Nosso cérebro tem dois “sistemas”
Daniel Kahneman descreve o cérebro humano como dividido entre o *Sistema 1* (rápido e emocional) e o *Sistema 2* (lento e racional). Haidt usa uma metáfora semelhante, o “elefante e o cavaleiro”: o elefante representa nossos processos automáticos e emocionais, enquanto o cavaleiro é nossa parte racional. Mas o cavaleiro serve ao elefante, não o contrário. Quando nos deparamos com algo que desafia nossas crenças, é o elefante que reage primeiro – e o cavaleiro logo começa a justificar essa reação.
Tá, por que isso importa para a política?
Fatos e argumentos não mudam opiniões. Quando recebemos uma opinião política que nos desagrada, nosso “elefante” reage instantaneamente. Tentamos então racionalizar essa reação, mas é difícil convencermos uns aos outros com argumentos lógicos, pois estamos tentando mudar o cavaleiro, enquanto quem realmente está no controle é o elefante. Haidt explica ainda que pessoas de diferentes orientações políticas têm “fundamentos morais” distintos – como se falassem linguagens morais diferentes. Por isso, o que é importante para um grupo pode não fazer sentido para o outro.
O papel das redes sociais
As redes sociais agravam a polarização ao criarem “câmaras de eco” que reforçam nossas crenças existentes. Os algoritmos favorecem conteúdo que valida nosso viés de confirmação, e a repetição constante de informações em nossa bolha reforça nossas convicções. Isso torna as redes ambientes mais emocionais, que exploram diretamente o nosso Sistema 1, favorecendo reações rápidas e viscerais e diminuindo o espaço para o diálogo.
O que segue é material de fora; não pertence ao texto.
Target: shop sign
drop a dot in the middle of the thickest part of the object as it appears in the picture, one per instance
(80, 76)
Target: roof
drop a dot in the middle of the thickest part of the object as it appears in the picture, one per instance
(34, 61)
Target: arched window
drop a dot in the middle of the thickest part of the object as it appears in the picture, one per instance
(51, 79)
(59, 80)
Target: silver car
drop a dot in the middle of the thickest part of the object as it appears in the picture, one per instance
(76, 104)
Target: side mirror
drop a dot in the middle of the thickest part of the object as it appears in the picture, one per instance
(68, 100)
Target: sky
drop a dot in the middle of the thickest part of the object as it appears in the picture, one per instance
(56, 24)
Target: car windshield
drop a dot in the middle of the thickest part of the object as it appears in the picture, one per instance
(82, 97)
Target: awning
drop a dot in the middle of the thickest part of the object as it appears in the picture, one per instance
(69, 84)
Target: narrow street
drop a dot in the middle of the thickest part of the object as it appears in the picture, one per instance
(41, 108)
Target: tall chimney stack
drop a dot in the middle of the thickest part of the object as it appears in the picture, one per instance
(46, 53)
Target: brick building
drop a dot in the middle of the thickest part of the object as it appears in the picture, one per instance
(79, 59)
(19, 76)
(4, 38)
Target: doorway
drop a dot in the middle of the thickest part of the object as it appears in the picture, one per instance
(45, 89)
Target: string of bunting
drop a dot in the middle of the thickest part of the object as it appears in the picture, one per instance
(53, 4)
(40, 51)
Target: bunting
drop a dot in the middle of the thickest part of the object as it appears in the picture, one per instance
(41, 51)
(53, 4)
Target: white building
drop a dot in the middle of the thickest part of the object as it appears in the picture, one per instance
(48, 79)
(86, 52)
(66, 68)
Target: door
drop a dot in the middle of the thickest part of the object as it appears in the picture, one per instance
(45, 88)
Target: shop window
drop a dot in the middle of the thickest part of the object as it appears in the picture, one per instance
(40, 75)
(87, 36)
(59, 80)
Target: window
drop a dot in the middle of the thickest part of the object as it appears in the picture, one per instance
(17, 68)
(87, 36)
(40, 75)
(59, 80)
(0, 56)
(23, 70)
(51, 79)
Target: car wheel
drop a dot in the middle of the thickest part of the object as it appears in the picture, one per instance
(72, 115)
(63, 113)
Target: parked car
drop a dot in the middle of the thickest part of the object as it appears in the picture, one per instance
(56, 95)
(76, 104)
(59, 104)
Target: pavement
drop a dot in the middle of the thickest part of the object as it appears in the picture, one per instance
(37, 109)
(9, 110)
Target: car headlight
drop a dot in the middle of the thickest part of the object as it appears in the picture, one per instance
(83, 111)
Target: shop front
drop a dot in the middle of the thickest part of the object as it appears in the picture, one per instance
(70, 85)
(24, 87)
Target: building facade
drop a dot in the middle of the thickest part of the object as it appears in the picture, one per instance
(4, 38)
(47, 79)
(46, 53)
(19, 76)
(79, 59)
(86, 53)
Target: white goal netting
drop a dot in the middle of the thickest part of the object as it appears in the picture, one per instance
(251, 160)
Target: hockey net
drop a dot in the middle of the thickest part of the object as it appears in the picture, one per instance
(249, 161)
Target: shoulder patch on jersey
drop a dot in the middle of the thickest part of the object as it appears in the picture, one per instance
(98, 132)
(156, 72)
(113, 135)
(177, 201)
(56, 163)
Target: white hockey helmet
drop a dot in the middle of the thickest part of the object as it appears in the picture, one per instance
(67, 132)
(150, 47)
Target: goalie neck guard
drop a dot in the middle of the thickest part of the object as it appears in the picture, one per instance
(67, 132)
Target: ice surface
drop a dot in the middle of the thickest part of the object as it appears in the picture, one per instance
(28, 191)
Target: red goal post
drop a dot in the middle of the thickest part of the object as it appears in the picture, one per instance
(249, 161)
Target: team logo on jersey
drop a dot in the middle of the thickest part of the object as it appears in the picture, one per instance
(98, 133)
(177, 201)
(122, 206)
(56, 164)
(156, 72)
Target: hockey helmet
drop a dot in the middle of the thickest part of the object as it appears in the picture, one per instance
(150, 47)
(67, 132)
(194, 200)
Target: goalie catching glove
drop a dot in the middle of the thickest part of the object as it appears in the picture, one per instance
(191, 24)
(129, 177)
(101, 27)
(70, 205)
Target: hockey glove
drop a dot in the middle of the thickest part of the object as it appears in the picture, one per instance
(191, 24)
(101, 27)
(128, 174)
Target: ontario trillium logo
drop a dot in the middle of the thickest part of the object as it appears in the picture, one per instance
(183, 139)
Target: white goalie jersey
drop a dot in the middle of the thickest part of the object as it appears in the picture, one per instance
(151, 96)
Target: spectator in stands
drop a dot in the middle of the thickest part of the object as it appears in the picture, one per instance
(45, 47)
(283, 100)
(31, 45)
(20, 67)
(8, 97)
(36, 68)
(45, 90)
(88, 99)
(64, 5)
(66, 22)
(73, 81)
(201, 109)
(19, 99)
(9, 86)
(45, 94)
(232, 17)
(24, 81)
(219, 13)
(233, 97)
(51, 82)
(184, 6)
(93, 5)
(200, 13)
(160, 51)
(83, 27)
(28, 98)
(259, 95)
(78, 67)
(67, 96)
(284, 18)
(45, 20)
Não se pode confiar na “verdade”. Os “fatos” são apresentados de forma seletiva. As ideias são consideradas “perigosas demais” para serem expressas. O “cancelamento” de opiniões contrárias ou dissidentes tornou-se uma prática normalizada na mídia e na academia. Muitos dos intelectuais públicos de hoje se recusam terminantemente a dividir o palco com um colega que discorde deles ou tenha opiniões divergentes.
A vitória de Trump exemplifica como as divisões partidárias modernas são frequentemente alimentadas mais pela oposição aos adversários do que pela identificação positiva com um grupo. Este “partidarismo negativo” tem se tornado uma força dominante na política contemporânea. Como ressalta Ezra Klein, a sobreposição entre identidade e política intensifica os conflitos. Pesquisas indicam que:
- Sociedades com identidades diversas e transversais tendem a experimentar menos conflitos
- Ameaças à identidade frequentemente resultam em maior engajamento político defensivo
- Mudanças culturais e demográficas podem intensificar tensões identitárias
Conclusão
A polarização não é apenas um incômodo nas reuniões de família – é uma ameaça real à democracia. Quando paramos de ver o “outro lado” como humanos com perspectivas diferentes e passamos a vê-los como inimigos, o próprio tecido social começa a se desfazer. A moralidade é tanto inata quanto aprendida, e as culturas e contextos sociais ajudam a moldar nossas intuições morais. Reconhecer que o raciocínio moral muitas vezes serve mais aos interesses sociais e emocionais do que à busca pela verdade pode nos ajudar a entender o motivo de tanta divisão.
Mas há esperança. Entender como nossa mente funciona é o primeiro passo para superar essas divisões. Como diz Haidt: “Não podemos mudar facilmente nossas reações intuitivas, mas podemos usar nossa razão para criar ambientes que favoreçam melhores interações entre diferentes grupos.”
Para se aprofundar ainda mais
Se você se interessou por esse tema, recomendo:
– “The Righteous Mind” de Jonathan Haidt
– “Thinking, Fast and Slow” de Daniel Kahneman
– “Why We’re Polarized” de Ezra Klein
Lembre-se: o objetivo não é eliminar nossas diferenças – elas são naturais e até benéficas para uma sociedade saudável. O desafio é aprender a discordar sem desintegrar, a debater sem destruir, a criticar sem cancelar. Afinal, como dizia o filósofo John Stuart Mill: “aquele que conhece apenas o seu lado da questão conhece pouco dela.”